Una reforma fiscal debe atarse a planes troncales de desarrollo. Sin conocer primero las bases y alcances de esos planes no vale la pena asumir el sacrificio. Al país hay que decirle no solo el porqué, también el para qué. De manera que junto a una propuesta de reforma fiscal el Gobierno debe presentar, en contrapartida, un plan asumible de reforma del Estado como objetivo de los cambios en la estructura fiscal; claro, después de cubrir, con sus recaudaciones, el déficit estructural que arrastra el presupuesto público. Necesitamos dinero, pero aún más ingenierías de desarrollo.
En ese plan se debe igualmente reducir los gastos del Gobierno a través de medidas permanentes como la racionalización de programas, entidades, erogaciones y nóminas que han probado su improductividad. Si bien el Gobierno de Luis Abinader eliminó o fusionó algunas entelequias mantenidas solo para asegurar el empleo político, creó otras, al tiempo disponer algunas asignaciones no redituales en la Administración pública. Es oportuno revisar esas disposiciones con una evaluación rigurosa de desempeño.
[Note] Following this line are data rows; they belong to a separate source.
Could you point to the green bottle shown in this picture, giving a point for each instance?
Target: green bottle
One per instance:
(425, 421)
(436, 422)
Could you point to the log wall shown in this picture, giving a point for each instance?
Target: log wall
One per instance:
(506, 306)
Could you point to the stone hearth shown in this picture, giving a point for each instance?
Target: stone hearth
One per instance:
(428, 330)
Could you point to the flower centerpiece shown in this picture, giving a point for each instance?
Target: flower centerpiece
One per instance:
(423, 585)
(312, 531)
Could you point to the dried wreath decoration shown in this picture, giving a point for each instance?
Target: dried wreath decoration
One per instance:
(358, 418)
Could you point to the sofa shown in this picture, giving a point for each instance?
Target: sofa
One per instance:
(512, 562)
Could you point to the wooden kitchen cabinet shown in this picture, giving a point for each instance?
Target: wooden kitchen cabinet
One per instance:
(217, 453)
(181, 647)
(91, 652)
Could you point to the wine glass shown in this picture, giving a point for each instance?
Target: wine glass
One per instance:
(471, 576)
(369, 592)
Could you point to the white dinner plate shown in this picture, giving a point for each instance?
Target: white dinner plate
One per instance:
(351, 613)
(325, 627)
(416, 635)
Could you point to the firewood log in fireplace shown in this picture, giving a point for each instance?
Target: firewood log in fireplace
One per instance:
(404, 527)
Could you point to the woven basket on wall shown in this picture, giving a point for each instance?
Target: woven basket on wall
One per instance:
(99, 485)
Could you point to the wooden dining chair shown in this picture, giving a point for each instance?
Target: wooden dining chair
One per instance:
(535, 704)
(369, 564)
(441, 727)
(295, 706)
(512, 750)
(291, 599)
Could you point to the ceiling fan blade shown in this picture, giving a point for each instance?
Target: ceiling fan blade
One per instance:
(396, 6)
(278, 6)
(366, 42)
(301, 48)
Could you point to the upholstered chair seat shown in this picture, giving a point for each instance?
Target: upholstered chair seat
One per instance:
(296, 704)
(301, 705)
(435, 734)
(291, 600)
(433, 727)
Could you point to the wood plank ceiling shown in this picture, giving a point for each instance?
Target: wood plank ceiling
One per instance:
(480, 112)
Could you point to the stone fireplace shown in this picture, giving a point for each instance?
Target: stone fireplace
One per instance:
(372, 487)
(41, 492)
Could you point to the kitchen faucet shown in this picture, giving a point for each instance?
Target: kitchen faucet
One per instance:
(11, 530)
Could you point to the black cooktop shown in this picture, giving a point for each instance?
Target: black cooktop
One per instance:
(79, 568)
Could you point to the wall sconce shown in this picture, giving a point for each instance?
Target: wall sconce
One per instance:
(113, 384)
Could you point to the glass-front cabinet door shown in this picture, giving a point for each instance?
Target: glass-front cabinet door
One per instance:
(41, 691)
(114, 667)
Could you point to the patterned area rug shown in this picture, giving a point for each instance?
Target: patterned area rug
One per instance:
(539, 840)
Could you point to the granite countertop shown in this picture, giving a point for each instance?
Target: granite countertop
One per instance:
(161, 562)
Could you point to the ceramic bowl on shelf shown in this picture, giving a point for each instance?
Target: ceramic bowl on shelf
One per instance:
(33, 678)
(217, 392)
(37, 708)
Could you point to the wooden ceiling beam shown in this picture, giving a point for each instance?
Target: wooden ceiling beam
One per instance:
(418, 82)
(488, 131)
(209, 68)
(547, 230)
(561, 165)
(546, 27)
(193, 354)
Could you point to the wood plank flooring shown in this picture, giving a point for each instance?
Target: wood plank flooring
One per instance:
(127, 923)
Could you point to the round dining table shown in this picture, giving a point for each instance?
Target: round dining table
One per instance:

¡Cuidado! Un plan de reforma del Estado no se arma de la noche a la mañana. Es más que una comisión de expertos o notables. Debe basarse en una revisión de los modelos de desarrollo que hemos tenido congelados en el tiempo por inacción o incomprensión. Para eso es necesario conocer lo que piensan los actores de los distintos sectores, la alta academia, las organizaciones sustantivas; obvio, sin pretender convertir esta experiencia en una Ágora ateniense. Lo cierto es que una reforma fiscal sin una reforma del Estado es como componer una sinfonía sin violines.